After discovering his wife’s infidelity, Tony Wendice decides to plot the ‘perfect murder’. As Frederick Knott’s thrilling production unfolds, it becomes clear that this murder is rather imperfect as audiences watch Tony squirm under a disaster of his own making.
This production of the iconic thriller Dial M for Murder, which I saw at Cheltenham's Everyman Theatre, updates to a 1960s set. Whilst this is a little jarring initially, it is quickly compensated by a brilliant soundtrack that had heads nodding and feet tapping across the theatre. The set itself is impressive and convincingly conveys Tony and Margot’s intimate ground floor Maida Vale flat. We get the tiniest glimpses of the outside world as we suffocate beneath the impending failure of Tony’s plan - flitting shadows, a hand checking for dust above the door, the infamous fifth step carpet under which lies the pivotal latchkey. Small details like this trap you even tighter within the action, reminding
you that you too are stuck within Tony’s web of lies.

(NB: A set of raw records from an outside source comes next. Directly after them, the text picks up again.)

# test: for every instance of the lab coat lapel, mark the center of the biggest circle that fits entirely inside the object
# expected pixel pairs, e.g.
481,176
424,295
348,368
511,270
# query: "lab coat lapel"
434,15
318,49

The intimacy of the play’s setting is complemented by Tom Chambers’ charismatic performance. Dial M for Murder is hailed as a masterclass in suspense, and Chambers’ portrayal of Tony Wendice is both unsettlingly comical and perfectly sinister. A scene that stands out in this regard is his long conversation with Captain Lesgate, played by Chris Harper, whom he convinces to murder his unfaithful wife. As the menacing core of what Wendice is saying
becomes clear, a chilling soundtrack creeps into the production. What begins as a catch up between two school acquaintances is soon an elaborately plotted murder, and this shift in conversation occurs seamlessly.
Chris Harper also plays Inspector Hubbard in the second act, which is where the story really picks up. Harper shines as Hubbard and has some great moments with Michael Salami as Max Halliday, a determined crime writer convinced his musings can save his lover from execution. Hubbard raises the tension even further as he tries to get to the bottom of the incident, making to leave the flat and stopping for ‘one more thing…’ just as Wendice begins to think he’s
gotten away with it.
Dial M for Murder is a fantastic production with an engaging and talented cast. The excruciating suspense throughout is punctuated nicely with witty humour, making for a great theatre experience. It ends just when it needs to and wraps up tightly, finally satisfying its audience after two acts of pure tension. An iconic murder story, charming performances and an engaging set all combine perfectly for a thrilling evening at the theatre. Highly recommend!